As mentioned in my previous post, I earned a first place in the Small Wall Art–First Entry category at Paducah. Masanobu Miyama, an amazing Japanese quilter, was kind enough to send me images of my quilt hanging at the show. I interviewed him and his wife, Hiroko Miyama, at the Paducah show when I was a contributing editor at American Quilter magazine. If they had a website, I would provide a link. They do wonderful work together and individually. Anyway, his photographs reminded me about the differences I’ve noticed over the past year as to how quilt shows hang and display quilts.
At AQS Paducah 1st, 2nd, and 3rd place in each category is hung with 1st place in the middle and 2nd and 3rd on opposite sides. Notice how the chains cross in the center, which means viewers can get close for photos and to study the work. Quilts also have their own spaces, allowing viewers to appreciate them individually. The narrow aisles are the one downside at the show. When it’s crowded on opening day, you feel you can barely move along. Nor can you step back to view quilts at a distance, which is especially important for large quilts.
Here’s the individual photo Masanobu took. I should point out the Dogwood ribbon, which is special to AQS’s Paducah show. The first time I attended Paducah, which was as a viewer, I did a bus tour of the Dogwood trees lining residential streets. So beautiful.

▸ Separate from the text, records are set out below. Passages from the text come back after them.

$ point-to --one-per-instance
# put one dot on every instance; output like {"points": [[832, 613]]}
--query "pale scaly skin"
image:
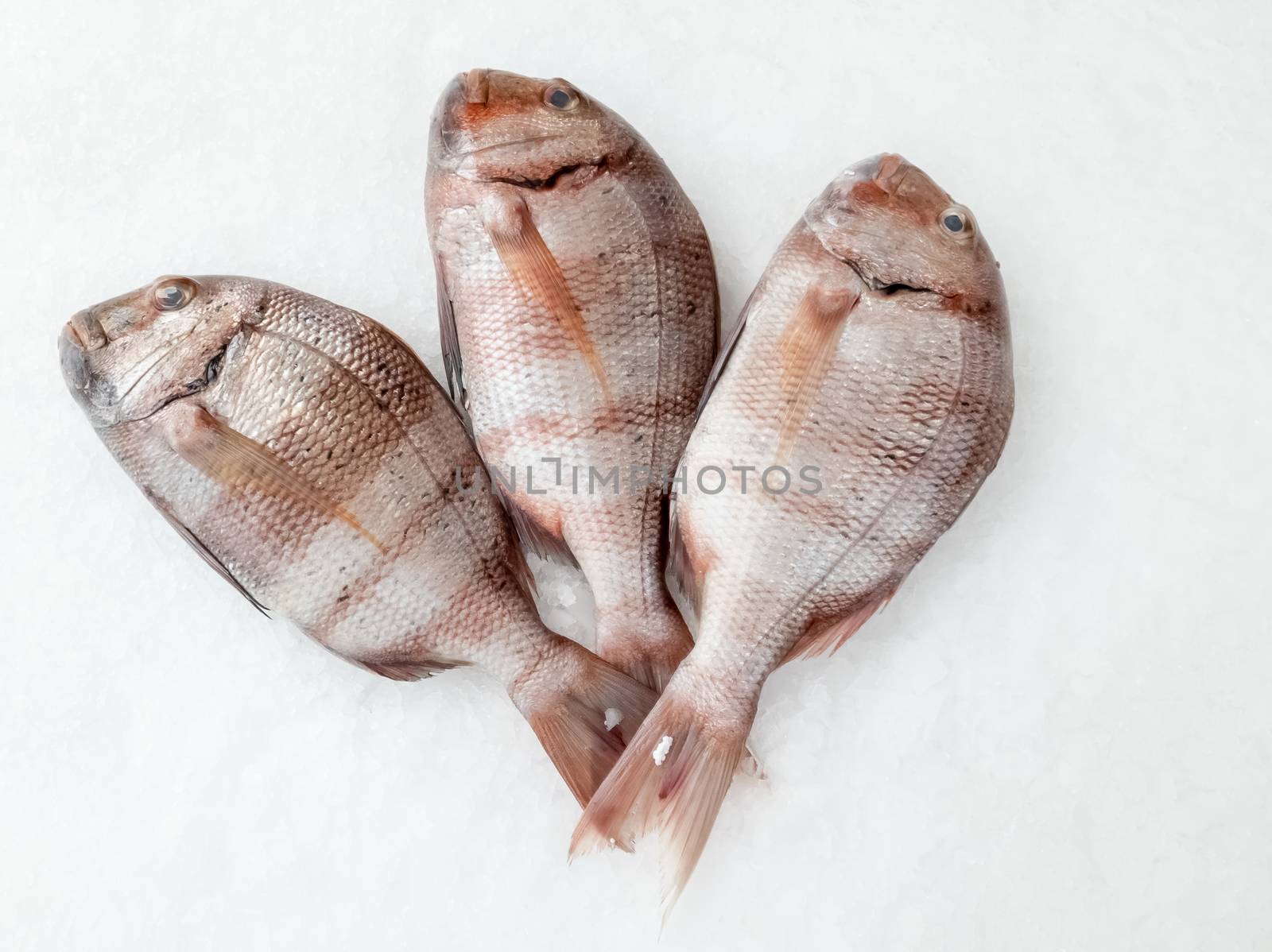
{"points": [[638, 269], [387, 561], [901, 424]]}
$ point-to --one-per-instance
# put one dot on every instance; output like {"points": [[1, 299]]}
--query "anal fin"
{"points": [[830, 637]]}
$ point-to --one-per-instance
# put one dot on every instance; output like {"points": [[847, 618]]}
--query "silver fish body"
{"points": [[313, 462], [867, 397], [579, 315]]}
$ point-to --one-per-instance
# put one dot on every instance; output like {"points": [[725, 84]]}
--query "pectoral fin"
{"points": [[204, 551], [239, 463], [807, 349], [536, 273]]}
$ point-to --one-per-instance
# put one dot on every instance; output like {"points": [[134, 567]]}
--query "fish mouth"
{"points": [[881, 285], [74, 358]]}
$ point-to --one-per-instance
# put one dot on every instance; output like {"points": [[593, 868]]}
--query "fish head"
{"points": [[897, 228], [129, 358], [500, 126]]}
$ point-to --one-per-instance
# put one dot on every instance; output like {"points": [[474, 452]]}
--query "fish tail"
{"points": [[648, 646], [582, 710], [672, 778]]}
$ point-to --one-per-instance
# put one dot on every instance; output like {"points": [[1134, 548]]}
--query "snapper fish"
{"points": [[312, 460], [874, 358], [579, 319]]}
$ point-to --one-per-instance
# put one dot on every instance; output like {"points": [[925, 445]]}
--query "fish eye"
{"points": [[173, 294], [957, 223], [560, 97]]}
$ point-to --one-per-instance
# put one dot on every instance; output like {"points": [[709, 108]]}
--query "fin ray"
{"points": [[808, 346], [238, 462], [531, 265]]}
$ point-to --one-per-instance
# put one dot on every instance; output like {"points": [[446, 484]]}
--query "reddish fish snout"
{"points": [[476, 85], [87, 331]]}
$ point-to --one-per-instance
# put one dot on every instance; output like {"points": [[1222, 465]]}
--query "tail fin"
{"points": [[648, 647], [672, 778], [583, 710]]}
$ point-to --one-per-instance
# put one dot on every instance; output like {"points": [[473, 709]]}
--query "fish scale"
{"points": [[875, 354], [579, 317], [312, 460]]}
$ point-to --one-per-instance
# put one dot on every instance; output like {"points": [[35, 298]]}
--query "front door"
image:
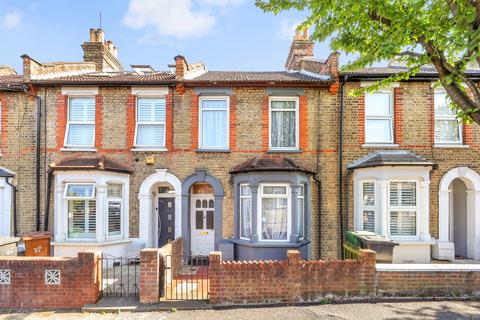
{"points": [[202, 224], [166, 221]]}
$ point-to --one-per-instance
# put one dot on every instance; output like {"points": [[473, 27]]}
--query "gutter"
{"points": [[340, 163]]}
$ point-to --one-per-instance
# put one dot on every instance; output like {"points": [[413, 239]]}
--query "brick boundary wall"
{"points": [[80, 281], [296, 281], [152, 275], [293, 280]]}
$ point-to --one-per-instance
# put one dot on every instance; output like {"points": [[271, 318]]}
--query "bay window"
{"points": [[448, 129], [368, 206], [274, 217], [80, 130], [81, 210], [214, 123], [403, 208], [283, 123], [379, 117], [150, 124], [245, 212]]}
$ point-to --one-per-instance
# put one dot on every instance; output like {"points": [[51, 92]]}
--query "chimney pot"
{"points": [[93, 36]]}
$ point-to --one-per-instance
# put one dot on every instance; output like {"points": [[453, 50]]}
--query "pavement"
{"points": [[355, 311]]}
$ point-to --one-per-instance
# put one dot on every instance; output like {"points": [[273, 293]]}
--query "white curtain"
{"points": [[274, 218], [214, 124], [283, 124]]}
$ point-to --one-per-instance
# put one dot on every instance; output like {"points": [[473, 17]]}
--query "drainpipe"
{"points": [[37, 165], [340, 164], [47, 200], [14, 196]]}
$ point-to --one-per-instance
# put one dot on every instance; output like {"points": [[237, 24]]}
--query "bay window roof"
{"points": [[102, 163], [270, 163], [389, 158]]}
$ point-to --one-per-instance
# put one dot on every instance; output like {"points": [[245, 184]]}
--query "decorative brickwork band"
{"points": [[265, 125], [194, 125], [398, 115], [131, 121], [62, 113], [361, 119], [303, 122], [98, 122], [169, 122], [233, 123]]}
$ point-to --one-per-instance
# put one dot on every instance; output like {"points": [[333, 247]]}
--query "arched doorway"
{"points": [[160, 209], [459, 214], [203, 230]]}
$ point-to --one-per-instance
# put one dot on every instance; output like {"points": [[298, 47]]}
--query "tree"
{"points": [[442, 33]]}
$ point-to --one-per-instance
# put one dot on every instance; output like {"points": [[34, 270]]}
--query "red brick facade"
{"points": [[80, 281]]}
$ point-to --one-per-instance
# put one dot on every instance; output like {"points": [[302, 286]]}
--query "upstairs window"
{"points": [[378, 117], [150, 124], [81, 123], [403, 208], [214, 123], [82, 214], [245, 212], [448, 129], [283, 123]]}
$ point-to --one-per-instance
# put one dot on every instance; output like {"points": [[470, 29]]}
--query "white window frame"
{"points": [[200, 120], [67, 185], [297, 121], [260, 209], [115, 199], [144, 146], [364, 208], [391, 118], [240, 211], [67, 131], [404, 208], [446, 117]]}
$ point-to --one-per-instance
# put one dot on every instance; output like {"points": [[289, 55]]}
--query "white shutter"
{"points": [[151, 117], [81, 122]]}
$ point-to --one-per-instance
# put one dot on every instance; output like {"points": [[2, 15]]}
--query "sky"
{"points": [[224, 34]]}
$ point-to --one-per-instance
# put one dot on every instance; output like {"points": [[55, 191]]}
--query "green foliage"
{"points": [[417, 32]]}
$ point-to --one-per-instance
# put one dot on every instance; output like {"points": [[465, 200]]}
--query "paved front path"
{"points": [[404, 311]]}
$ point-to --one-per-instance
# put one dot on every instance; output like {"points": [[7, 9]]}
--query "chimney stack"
{"points": [[103, 53], [301, 48]]}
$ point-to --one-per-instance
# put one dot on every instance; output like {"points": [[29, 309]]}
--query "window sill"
{"points": [[90, 243], [380, 145], [285, 151], [213, 150], [67, 149], [149, 150], [451, 146], [270, 244]]}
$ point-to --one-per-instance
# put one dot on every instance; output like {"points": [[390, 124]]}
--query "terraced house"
{"points": [[247, 163]]}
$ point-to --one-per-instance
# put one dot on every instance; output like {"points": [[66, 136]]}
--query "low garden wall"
{"points": [[295, 280], [50, 282]]}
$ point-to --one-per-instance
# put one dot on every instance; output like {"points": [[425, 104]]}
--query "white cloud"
{"points": [[176, 18], [288, 28], [12, 20]]}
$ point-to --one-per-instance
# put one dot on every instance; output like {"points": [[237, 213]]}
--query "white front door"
{"points": [[202, 216]]}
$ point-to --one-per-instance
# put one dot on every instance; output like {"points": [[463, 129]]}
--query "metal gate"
{"points": [[185, 277], [120, 276]]}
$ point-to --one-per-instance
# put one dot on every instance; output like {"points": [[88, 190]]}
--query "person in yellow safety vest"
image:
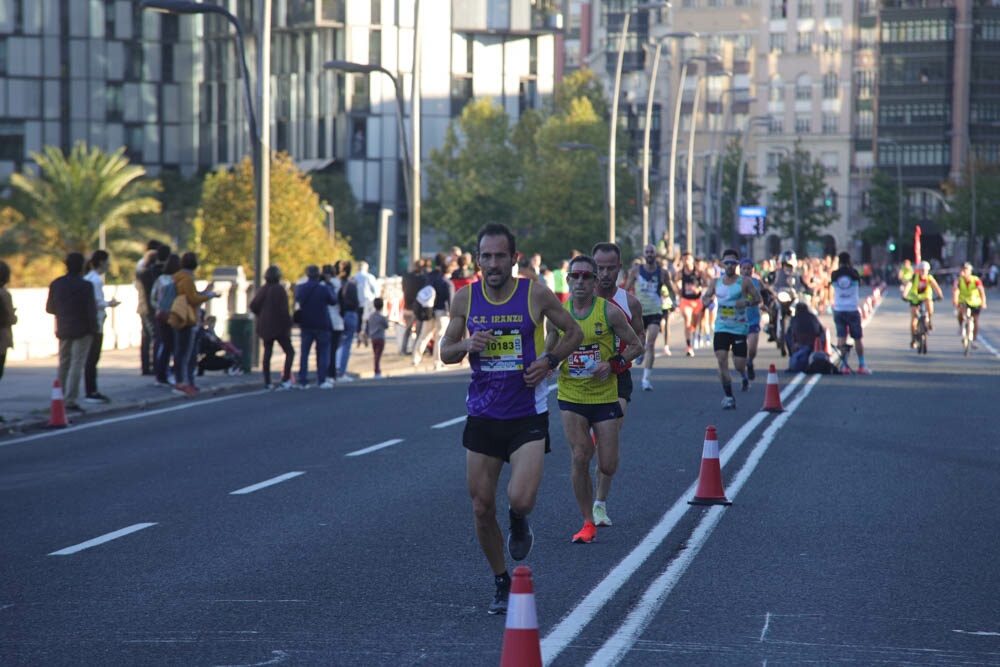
{"points": [[922, 287], [969, 292], [904, 275]]}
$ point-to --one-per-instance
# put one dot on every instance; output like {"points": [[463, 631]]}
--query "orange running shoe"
{"points": [[587, 534]]}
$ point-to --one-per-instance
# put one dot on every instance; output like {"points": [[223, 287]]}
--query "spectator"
{"points": [[368, 289], [71, 300], [98, 266], [274, 324], [375, 331], [350, 308], [8, 317], [162, 296], [184, 332], [312, 298], [435, 327]]}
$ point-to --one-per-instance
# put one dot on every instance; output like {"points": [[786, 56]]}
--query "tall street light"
{"points": [[671, 200], [690, 167], [408, 164], [614, 108], [889, 141], [792, 168], [740, 170], [649, 121], [259, 139]]}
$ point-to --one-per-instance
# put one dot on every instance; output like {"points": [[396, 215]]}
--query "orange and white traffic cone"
{"points": [[521, 644], [57, 413], [710, 491], [772, 396]]}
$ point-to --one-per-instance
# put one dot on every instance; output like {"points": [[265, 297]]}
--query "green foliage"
{"points": [[810, 187], [224, 229]]}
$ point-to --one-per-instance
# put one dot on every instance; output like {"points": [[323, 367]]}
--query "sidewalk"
{"points": [[26, 386]]}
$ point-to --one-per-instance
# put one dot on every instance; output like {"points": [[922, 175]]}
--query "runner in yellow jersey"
{"points": [[968, 293], [588, 387]]}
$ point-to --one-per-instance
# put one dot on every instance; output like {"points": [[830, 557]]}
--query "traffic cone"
{"points": [[521, 645], [710, 491], [772, 397], [57, 413]]}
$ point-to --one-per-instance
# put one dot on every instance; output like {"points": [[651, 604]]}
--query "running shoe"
{"points": [[499, 604], [587, 534], [601, 517], [520, 538]]}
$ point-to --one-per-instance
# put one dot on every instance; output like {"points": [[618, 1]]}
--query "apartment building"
{"points": [[169, 86]]}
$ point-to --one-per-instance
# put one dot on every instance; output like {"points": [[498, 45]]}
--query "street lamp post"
{"points": [[740, 170], [614, 109], [673, 141], [792, 168], [258, 133], [408, 164], [887, 141], [649, 121]]}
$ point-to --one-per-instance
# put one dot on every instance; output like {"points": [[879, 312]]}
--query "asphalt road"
{"points": [[334, 528]]}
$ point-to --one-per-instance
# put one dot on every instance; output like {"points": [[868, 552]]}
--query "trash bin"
{"points": [[241, 335]]}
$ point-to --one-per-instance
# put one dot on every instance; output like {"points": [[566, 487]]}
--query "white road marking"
{"points": [[619, 644], [102, 539], [266, 483], [375, 448], [450, 422], [573, 623]]}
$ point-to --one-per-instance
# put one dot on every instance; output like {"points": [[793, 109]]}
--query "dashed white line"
{"points": [[266, 483], [375, 448], [102, 539]]}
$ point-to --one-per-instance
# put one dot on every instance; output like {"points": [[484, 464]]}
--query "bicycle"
{"points": [[968, 328]]}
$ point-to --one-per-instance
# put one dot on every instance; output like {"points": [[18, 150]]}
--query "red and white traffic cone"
{"points": [[710, 490], [772, 396], [521, 644], [57, 413]]}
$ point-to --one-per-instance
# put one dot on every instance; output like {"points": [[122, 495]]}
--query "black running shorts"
{"points": [[499, 438]]}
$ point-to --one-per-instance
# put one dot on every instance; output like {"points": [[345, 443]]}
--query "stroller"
{"points": [[215, 354]]}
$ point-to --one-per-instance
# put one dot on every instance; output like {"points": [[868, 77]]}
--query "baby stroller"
{"points": [[215, 354]]}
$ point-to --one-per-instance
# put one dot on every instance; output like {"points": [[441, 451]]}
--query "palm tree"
{"points": [[76, 197]]}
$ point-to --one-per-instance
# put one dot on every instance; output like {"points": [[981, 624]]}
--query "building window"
{"points": [[777, 42], [803, 88], [805, 42], [831, 86], [461, 93], [830, 123]]}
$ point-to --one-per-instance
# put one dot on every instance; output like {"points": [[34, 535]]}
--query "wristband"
{"points": [[619, 365]]}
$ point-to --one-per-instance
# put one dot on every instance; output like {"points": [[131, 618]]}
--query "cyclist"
{"points": [[968, 293], [922, 288]]}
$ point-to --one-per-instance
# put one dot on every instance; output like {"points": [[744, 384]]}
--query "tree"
{"points": [[750, 194], [987, 200], [225, 226], [74, 196], [810, 188], [475, 176]]}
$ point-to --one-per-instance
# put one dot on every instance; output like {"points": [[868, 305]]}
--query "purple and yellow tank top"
{"points": [[497, 389]]}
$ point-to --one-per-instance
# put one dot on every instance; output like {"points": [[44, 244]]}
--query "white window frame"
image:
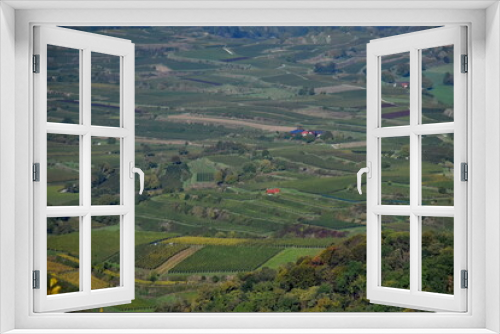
{"points": [[86, 44], [413, 44], [484, 26]]}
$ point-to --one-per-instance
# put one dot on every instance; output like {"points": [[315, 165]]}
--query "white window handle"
{"points": [[368, 171], [134, 170]]}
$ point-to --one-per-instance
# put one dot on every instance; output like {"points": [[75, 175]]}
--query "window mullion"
{"points": [[86, 167], [414, 171]]}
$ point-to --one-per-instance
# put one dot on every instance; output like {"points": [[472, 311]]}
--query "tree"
{"points": [[328, 68], [231, 179], [403, 69], [327, 135], [249, 168], [176, 160], [427, 83]]}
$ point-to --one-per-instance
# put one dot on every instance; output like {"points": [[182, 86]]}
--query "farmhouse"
{"points": [[273, 191]]}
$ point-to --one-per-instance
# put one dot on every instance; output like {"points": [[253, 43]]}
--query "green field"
{"points": [[223, 258], [288, 255]]}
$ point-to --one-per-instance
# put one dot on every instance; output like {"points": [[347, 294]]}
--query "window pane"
{"points": [[63, 85], [437, 84], [437, 254], [395, 89], [105, 89], [63, 249], [437, 169], [63, 170], [396, 251], [395, 170], [105, 171], [105, 248]]}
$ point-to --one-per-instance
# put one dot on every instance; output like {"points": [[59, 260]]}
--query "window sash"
{"points": [[87, 43], [413, 43]]}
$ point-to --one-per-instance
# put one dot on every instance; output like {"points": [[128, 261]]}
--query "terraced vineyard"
{"points": [[225, 259], [250, 139]]}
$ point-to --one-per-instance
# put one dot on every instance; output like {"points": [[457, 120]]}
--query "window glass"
{"points": [[63, 255], [105, 89], [105, 171], [395, 92], [63, 170], [105, 248], [437, 254], [437, 84], [395, 170], [437, 169], [395, 238], [63, 85]]}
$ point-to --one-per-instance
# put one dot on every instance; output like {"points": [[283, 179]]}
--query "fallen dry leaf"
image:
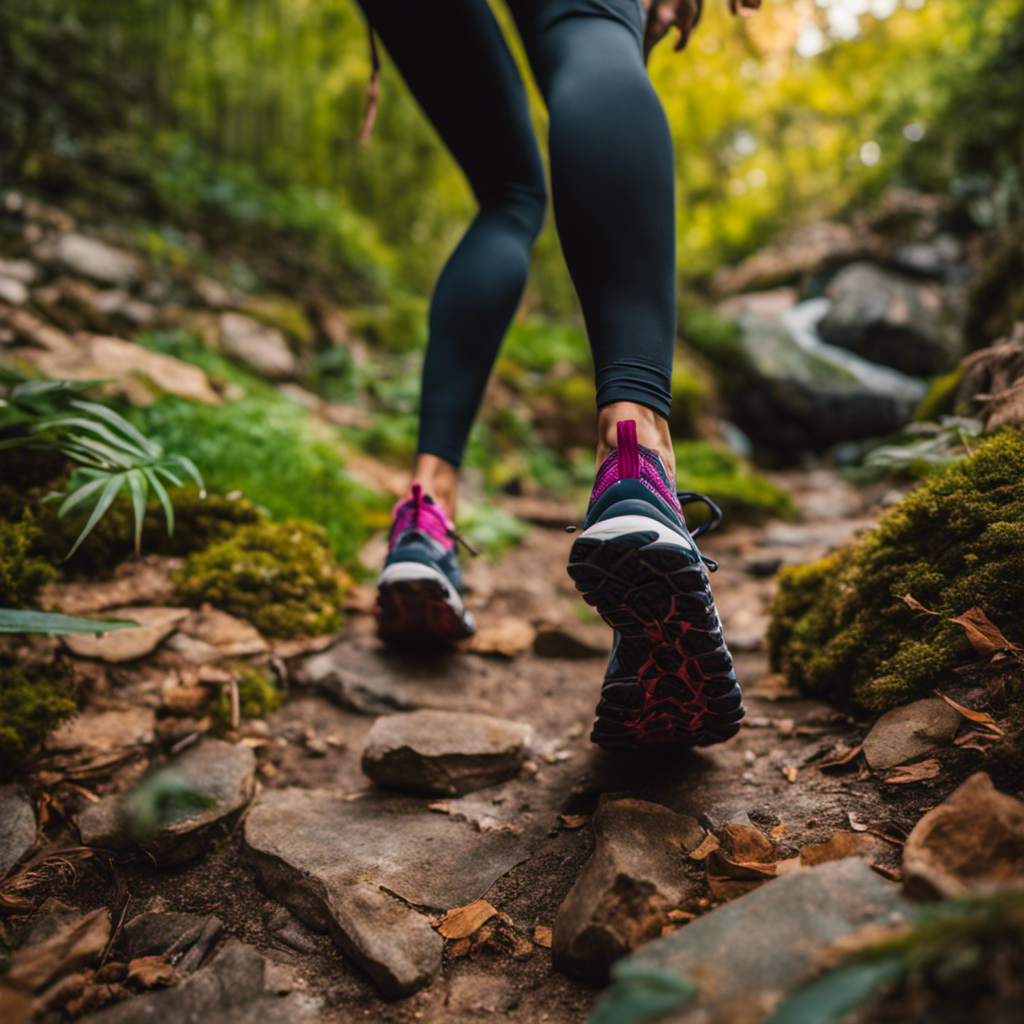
{"points": [[984, 634], [912, 602], [151, 972], [572, 820], [915, 773], [67, 951], [979, 717], [464, 921], [842, 759], [709, 843]]}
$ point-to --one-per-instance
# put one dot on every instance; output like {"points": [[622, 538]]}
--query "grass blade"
{"points": [[139, 487], [110, 492], [164, 498]]}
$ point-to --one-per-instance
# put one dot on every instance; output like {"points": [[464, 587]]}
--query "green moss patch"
{"points": [[742, 495], [34, 700], [281, 577], [840, 628]]}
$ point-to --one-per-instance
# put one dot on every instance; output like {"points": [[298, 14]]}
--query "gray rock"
{"points": [[972, 843], [891, 318], [374, 680], [636, 875], [258, 345], [743, 955], [13, 291], [220, 771], [232, 980], [97, 260], [444, 753], [356, 868], [910, 731], [794, 392], [156, 625], [17, 826]]}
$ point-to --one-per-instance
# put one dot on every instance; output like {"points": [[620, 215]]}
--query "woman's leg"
{"points": [[459, 68], [612, 189]]}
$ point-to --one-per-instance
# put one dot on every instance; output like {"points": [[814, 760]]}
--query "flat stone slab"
{"points": [[910, 731], [635, 877], [17, 826], [443, 753], [219, 771], [744, 955], [366, 677], [357, 867], [156, 624]]}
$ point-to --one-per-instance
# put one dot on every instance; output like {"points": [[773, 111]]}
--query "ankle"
{"points": [[438, 479], [652, 431]]}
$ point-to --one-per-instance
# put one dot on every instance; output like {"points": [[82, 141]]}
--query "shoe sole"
{"points": [[416, 604], [676, 684]]}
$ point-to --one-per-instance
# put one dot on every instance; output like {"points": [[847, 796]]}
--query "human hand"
{"points": [[684, 14]]}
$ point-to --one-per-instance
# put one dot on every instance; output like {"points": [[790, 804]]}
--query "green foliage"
{"points": [[270, 453], [34, 700], [840, 629], [258, 696], [281, 577], [489, 528], [22, 576], [111, 453], [742, 495]]}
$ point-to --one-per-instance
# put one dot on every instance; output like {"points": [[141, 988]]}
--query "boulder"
{"points": [[973, 842], [17, 826], [94, 259], [891, 318], [443, 753], [624, 895], [216, 770], [357, 868], [910, 731], [735, 963], [795, 392], [262, 347]]}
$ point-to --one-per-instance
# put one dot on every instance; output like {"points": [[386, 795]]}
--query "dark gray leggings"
{"points": [[611, 180]]}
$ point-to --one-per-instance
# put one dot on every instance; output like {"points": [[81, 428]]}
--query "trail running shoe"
{"points": [[670, 679], [419, 594]]}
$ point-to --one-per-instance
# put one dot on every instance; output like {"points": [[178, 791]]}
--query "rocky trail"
{"points": [[433, 838]]}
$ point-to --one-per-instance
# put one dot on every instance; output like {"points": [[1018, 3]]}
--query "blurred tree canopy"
{"points": [[252, 109]]}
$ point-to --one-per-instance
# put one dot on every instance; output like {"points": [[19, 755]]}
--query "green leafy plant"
{"points": [[112, 454]]}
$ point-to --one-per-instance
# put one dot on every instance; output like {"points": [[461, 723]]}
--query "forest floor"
{"points": [[519, 845]]}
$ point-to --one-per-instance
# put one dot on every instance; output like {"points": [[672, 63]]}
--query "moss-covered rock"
{"points": [[840, 628], [281, 577], [22, 576], [258, 696], [34, 700], [743, 495]]}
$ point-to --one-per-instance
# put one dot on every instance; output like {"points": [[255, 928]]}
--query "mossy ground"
{"points": [[742, 495], [840, 628], [281, 577], [34, 699]]}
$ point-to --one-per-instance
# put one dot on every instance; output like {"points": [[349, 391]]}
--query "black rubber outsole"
{"points": [[416, 611], [675, 683]]}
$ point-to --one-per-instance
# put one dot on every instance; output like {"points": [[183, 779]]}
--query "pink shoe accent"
{"points": [[633, 461], [420, 512], [629, 454]]}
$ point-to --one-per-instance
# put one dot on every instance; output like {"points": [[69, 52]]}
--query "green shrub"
{"points": [[840, 628], [34, 700], [281, 577], [742, 495]]}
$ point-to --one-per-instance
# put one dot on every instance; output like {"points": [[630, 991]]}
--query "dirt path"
{"points": [[767, 777]]}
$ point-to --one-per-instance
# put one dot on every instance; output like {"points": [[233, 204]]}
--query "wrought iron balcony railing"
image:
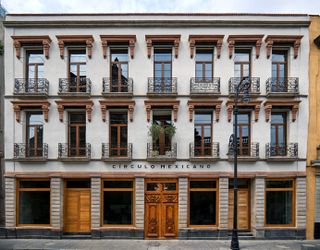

Here is how beautifully AQS displays images and information of the winning quilts at the awards ceremony. The trophies on the table are for the major award winners.
In March, I participated in a show of 40 quilts at the Oregon coast called Gems of the Ocean. The work is closely spaced, which isn’t the preferred way to display quilts or art in general. But one of the show’s organizers’ goals was to exhibit work from both emerging and established quilters. To accept more pieces meant that the work had to be hung closer together than perhaps desired, but City Hall where the exhibit took place had limited space. Pieces were grouped by style or theme and were well-lit.
In January, I attended Road to California in Ontario for the first time. It’s a very good show, but I was frustrated at the distance created between viewers and quilts by the “tape.” I’ve recently discovered I’m not alone. Another blogger mentioned the same issue. I’m not sure if this is standard practice at Road, or if the set-up was different this year. Notice the quilts in the corner. It was impossible to see them well, especially smaller pieces. Rather than hang a single quilt on a side, there were two. I couldn’t help but notice how this put the interior and corner quilts at a viewing disadvantage.
The smaller, inside quilt got lost.
Here’s the Hoffman Challenge. The quilts are small and intricate. Again, it was difficult to really appreciate the detail having to stand back so far.
Another problem was lighting. Notice the glare over the top of the pipe and drape. I had several photos like this. It was impossible to avoid the lights, which washed out the images.
Lastly, is the International Quilt Festival in Houston, which I attended at the end of October. While there is tape to keep viewers back, it’s close enough to the quilts to allow examination. The quilts are hung in long, well-lit rows. The show is held in the George Brown Convention Center, which allows plenty of room to view the quilts. I’ve been to the show twice, and it never feels crowded to me, even when it’s at its most busy. This is my quilt. As you can see, there isn’t a lot of space between quilts. But what I liked was how quilts of like subject matter and color were hung together, complementing one another.
Here’s an aerial view from the show’s Facebook page showing how the quilts were hung.
Clearly, there are advantages and disadvantages to most venues. So–the one thing I keep in mind is how enjoyable it is to go to any show. Further, as one who has helped hang a number of exhibitions, I always appreciate the effort of those who did this work. And in my experience, they are all volunteers.